Tuesday, June 30, 2020

Be angry - sin not

Sooooooo, we need to be very careful when we are righteously angry at sin. We aren't God, and righteous anger is a bit difficult to identify!
After all, there are not very many times when, in the heat of a moment, we can step back and say, "Oh, you know what? I'm not being fair, here. I am unjustly angry."  
As humans, we can ALWAYS justify our anger. We always feel that our anger is in response to someone else's sin. Of COURSE we are showing righteous anger!
Well, think about it . . . have we ever been angry when we didn't think we had a right to be? I suppose it could happen sometimes, but usually, we are mad at someone or something because we feel we are standing up for the right. We think we are on the side of justice.
And yet . . . . 
Some of the most horrible things Christians have ever done were done in the name of righteous anger. Most human anger (even if it starts out correctly) is sinful and is very destructive. James said that we don't accomplish the righteousness of God:
My dear brothers and sisters, take note of this: Everyone should be quick to listen, slow to speak and slow to become angry, 20 because human anger does not produce the righteousness that God desires. (James 1:19-20)
And Paul says to "give place" for God's wrath:

Do not take revenge, my dear friends, but leave room for God’s wrath, for it is written: “It is mine to avenge; I will repay,” says the Lord. 20 On the contrary:

“If your enemy is hungry, feed him;
    if he is thirsty, give him something to drink.
In doing this, you will heap burning coals on his head.”

21 Do not be overcome by evil, but overcome evil with good. (Romans 12:19-21)

Paul is quoting from both Deuteronomy and the Proverbs here. In other words, the Bible is warning us that anger is extremely hard to handle; it's best to leave anger, vengeance, and retaliation to God. 
What do we do instead? 
Oh, here is the tough part!
Rather than love our enemies, our Savior told us to love them! 
But love your enemies, do good to them, and lend to them without expecting to get anything back. Then your reward will be great, and you will be children of the Most High, because he is kind to the ungrateful and wicked. (Luke 6:35)
When it comes to anger, it's best to leave things up to God. And yet, Paul does speak realistically here......he says, "Sure, you are going to get angry, but....."  what does he say next? Make sure we don't allow it to turn into sin.
In all the times I have read that passage, I don't think I paid very much attention to the scripture that Paul was quoting from! He's emphasizing his point by quoting from Psalm 4:4:
Be angry, and do not sin;
    ponder in your own hearts on your beds, and be silent. Selah (Psalm 4:4)
Psalms 3 and 4 were written by David at a time when he had every right to be righteously angry!!
David's kingdom had been unjustly taken from him. His own son, Absalom, had lied and tricked a whole lot of people; many of them had rebelled against the king and followed Absalom. In the rebellion, David fled for his life! In addition to rummaging around in the palace and trying on the crown and throne, Absalom also tried on the harem -- he set up a tent on the roof of the palace and had sex with all of David's concubines in the sight of all of the city. (II Samuel 15-16)
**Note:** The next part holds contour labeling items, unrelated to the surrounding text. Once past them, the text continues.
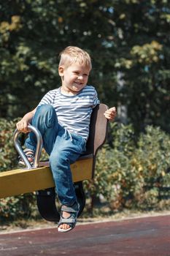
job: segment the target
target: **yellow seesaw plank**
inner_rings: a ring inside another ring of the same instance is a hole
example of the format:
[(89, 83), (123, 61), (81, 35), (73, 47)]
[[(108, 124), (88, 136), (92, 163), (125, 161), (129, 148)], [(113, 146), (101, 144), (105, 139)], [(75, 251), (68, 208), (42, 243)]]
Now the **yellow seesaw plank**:
[[(73, 181), (92, 178), (93, 158), (71, 165)], [(28, 193), (55, 187), (49, 167), (17, 169), (0, 173), (0, 198)]]

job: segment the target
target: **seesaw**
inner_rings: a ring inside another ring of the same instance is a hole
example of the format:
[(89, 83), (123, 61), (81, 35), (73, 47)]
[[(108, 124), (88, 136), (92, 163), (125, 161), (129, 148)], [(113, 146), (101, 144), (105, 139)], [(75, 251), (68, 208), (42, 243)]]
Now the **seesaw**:
[[(86, 152), (71, 165), (72, 179), (80, 205), (79, 216), (85, 205), (82, 181), (94, 177), (97, 151), (106, 140), (107, 120), (104, 113), (107, 110), (107, 106), (104, 104), (99, 104), (93, 109)], [(30, 165), (20, 146), (20, 132), (16, 129), (14, 132), (15, 146), (26, 167), (0, 173), (0, 198), (36, 192), (36, 203), (41, 216), (47, 221), (58, 222), (60, 215), (55, 205), (55, 184), (49, 162), (39, 161), (42, 144), (42, 136), (35, 127), (30, 125), (29, 128), (35, 133), (37, 140), (34, 165), (32, 167)]]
Absalom was a wicked man doing wicked things -- it moved David's heart to anger. That's why he wrote that verse, "Be angry and do not sin." 
And David didn't sin.
If you read in II Samuel, he acted kindly and behaved justly; he even tried to spare the life of his wicked, treasonous son! All of his actions were kind and loving.  He was righteously angry, yes, but he continued to act in love, and did not sin.
If you recall the story, in the heat of battle Absalom's long, flowing locks got caught in a tree and he was killed by one of David's loyal commanders. But David was even upset at this -- he didn't want his son to die; he wanted to forgive and love him.

This story that Paul reminded us of is a positive example. David was angry, but he kept his anger from turning into sin. Our Bible is the best book ever, though, and is 
 ......useful for teaching, rebuking, correcting and training in righteousness, (II Timothy 3:16b)
Along with David's positive example, the Bible shows us negative examples, too. Where other people allowed their anger to become sinful.
Remember the scene where Jacob lies and deceives his dad and steals his older brother's birthright? Esau was certainly angry about being cheated. I expect that we could say his initial reaction was righteous anger -- but his anger led him into sin when he vowed to kill his cheating brother.
Jonah the prophet was righteously angry about the terrible sins of the people of Nineveh. But he let his anger get the upper hand -- he failed to preach the whole message that God had given him to tell the sinful Ninevites. Jonah was spiteful and got comfortable so he could watch the fireworks as God punished the people. But lo and behold, the fireworks never happened. Then Jonah got mad at God, too! 
No wonder that Paul is exhorting us to "be angry but sin not"! Anger can so easily burn out of control, and when it does, we fall into sin.